X

Gıda israfını azaltmanıza yardımcı olacak 5 öneri

Gıda israfı, birçok insanın düşündüğünden daha büyük bir sorundur. Dünyada üretilen tüm gıdaların yaklaşık üçte biri çeşitli nedenlerle atılıyor veya israf ediliyor. Bu, her yıl yaklaşık 1,3 milyar tona denk geliyor. Son dönemde küresel ısınma nedeniyle artık mutfaklarda ve sofralarda da sürdürülebilirlik kavramının yerleşmesi için küçük önlemler ile büyük farkındalıklar yaratılabileceği öngörülüyor.

Şaşırtıcı olmayan bir şekilde ABD gibi sanayileşmiş ülkelerin, gelişmekte olan ülkelerden daha fazla yiyecek harcadığı saptansa da, ülkemizdeki yiyecek israfının sizi etkilemeyeceğini düşünmeyin.

Yenilebilir yiyecekleri atmak sadece parayı boşa harcamak anlamına gelmez. Atılan yiyecekler, çürüyerek en yaygın ikinci sera gazı olan metan gazı üretirler çöplüklerde. Başka bir deyişle, yiyeceğinizi atmak iklim değişikliğine katkıda bulunur.

Aynı zamanda çok fazla su israfı da yapılıyor. Dünya Kaynakları Enstitüsü’ne göre, tarım için kullanılan tüm suyun %24’ü her yıl gıda atıklarıyla kaybediliyor. Bu 45 trilyon galon (yaklaşık 170 trilyon litre) ediyor. Bu makalede önerilen küçük ipuçlarıyla israfı azaltmaya yardımcı olabilirsiniz.
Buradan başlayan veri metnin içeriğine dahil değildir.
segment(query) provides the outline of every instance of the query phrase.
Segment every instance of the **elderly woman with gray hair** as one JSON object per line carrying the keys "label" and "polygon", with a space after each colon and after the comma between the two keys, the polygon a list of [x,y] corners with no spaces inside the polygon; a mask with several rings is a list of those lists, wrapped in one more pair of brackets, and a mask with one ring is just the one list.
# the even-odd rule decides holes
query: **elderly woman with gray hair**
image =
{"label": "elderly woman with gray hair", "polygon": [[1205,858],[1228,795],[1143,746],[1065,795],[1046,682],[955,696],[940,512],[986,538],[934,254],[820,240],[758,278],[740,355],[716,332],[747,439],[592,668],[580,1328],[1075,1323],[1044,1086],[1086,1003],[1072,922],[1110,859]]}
1. Akıllı alışveriş yapın.

Çoğu insan ihtiyaç duyduğundan daha fazla yiyecek satın alma eğilimindedir. Toplu olarak satın almak ekonomik olarak uygun olsa da araştırmalar bu alışveriş yönteminin daha fazla gıda israfına yol açtığını göstermiştir. İhtiyacınızdan daha fazla yiyecek almaktan kaçınmak için haftada bir toplu alışveriş yapmak yerine birkaç günde bir markete gidebilirsiniz. Ayrıca alışveriş listesi yapmayı deneyin ve bu listeye sadık kalın. Bu, anlık satın almayı azaltmanıza ve gıda israfını azaltmanıza yardımcı olacaktır.

2. Yiyecekleri doğru şekilde saklayın.

Yanlış depolama, büyük miktarda gıda israfına yol açar. Pek çok insan meyve ve sebzeleri nasıl saklayacağını bilemediği için meyve ve sebzeler nihayetinde çürüyebiliyor. Örneğin patates, domates, sarımsak, salatalık ve soğan asla buzdolabında saklanmamalıdır. Bu ürünler oda sıcaklığında tutulmalıdır.
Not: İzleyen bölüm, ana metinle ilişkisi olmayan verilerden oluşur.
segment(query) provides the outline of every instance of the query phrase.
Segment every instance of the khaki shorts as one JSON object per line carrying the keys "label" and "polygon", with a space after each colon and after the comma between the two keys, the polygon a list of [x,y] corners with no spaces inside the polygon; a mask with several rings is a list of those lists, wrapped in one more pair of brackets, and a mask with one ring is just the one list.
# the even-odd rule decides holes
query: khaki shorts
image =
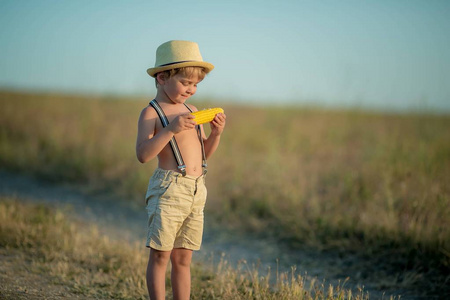
{"label": "khaki shorts", "polygon": [[199,250],[206,203],[204,176],[193,177],[157,168],[145,197],[148,212],[147,247]]}

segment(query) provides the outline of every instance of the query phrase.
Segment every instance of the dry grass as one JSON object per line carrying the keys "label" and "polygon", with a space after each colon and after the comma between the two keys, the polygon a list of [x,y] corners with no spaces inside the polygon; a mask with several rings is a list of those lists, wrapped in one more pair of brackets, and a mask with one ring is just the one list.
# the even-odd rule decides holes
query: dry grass
{"label": "dry grass", "polygon": [[[36,275],[46,279],[48,286],[40,290],[39,297],[48,297],[53,286],[64,286],[66,296],[83,299],[147,299],[147,251],[138,244],[110,240],[99,234],[95,225],[69,221],[62,211],[0,199],[0,255],[20,257],[16,264],[28,269],[28,275],[21,274],[23,290],[33,285]],[[261,276],[245,263],[240,267],[235,270],[223,259],[216,266],[194,265],[192,299],[369,298],[362,290],[352,294],[342,286],[315,282],[306,286],[294,271],[276,274],[276,283],[271,285],[270,273]],[[167,273],[167,281],[169,278]],[[8,290],[4,284],[2,290]],[[167,296],[171,298],[170,286]]]}
{"label": "dry grass", "polygon": [[6,253],[25,252],[30,272],[48,276],[75,294],[146,299],[142,247],[112,241],[95,225],[69,222],[61,211],[1,200],[0,246]]}
{"label": "dry grass", "polygon": [[[134,154],[145,105],[2,92],[0,167],[142,201],[155,166]],[[221,106],[228,119],[209,162],[211,218],[272,228],[296,247],[384,255],[445,286],[450,116]]]}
Daha fazla etilen gazı üreten gıdaları, üretmeyenlerden ayırmak, gıda bozulmasını azaltmanın bir başka yoludur. Etilen gıdalarda olgunlaşmayı teşvik eder ve bozulmaya neden olabilir.

Olgunlaşırken etilen gazı üreten gıdalar:

  • Muz
  • Avokado
  • Domates
  • Kavun
  • Şeftali
  • Armut
  • Yeşil soğan

Erken bozulmayı önlemek için bu yiyecekleri patates, elma, yapraklı yeşillikler, çilek ve biber gibi etilene duyarlı ürünlerden uzak tutun.

3. Korumayı öğrenin.

Fermantasyon ve turşu yapmanın yeni moda olduğunu düşünebilirsiniz, ancak bunun gibi gıda koruma teknikleri binlerce yıldır kullanılmaktadır. Salamura veya sirke kullanarak yapılan bir tür muhafaza yöntemi olan turşu, MÖ 2400’lerden bu yana kullanılıyor olabilir.

Asitleme, kurutma, konserveleme, fermente etme, dondurma gıdaların daha uzun süre dayanmasını sağlar ve böylece israfı azaltmanıza yardımcı olabilir. Bu yöntemler sadece karbon ayak izinizi küçültmekle kalmaz, aynı zamanda paradan da tasarruf etmenizi sağlar.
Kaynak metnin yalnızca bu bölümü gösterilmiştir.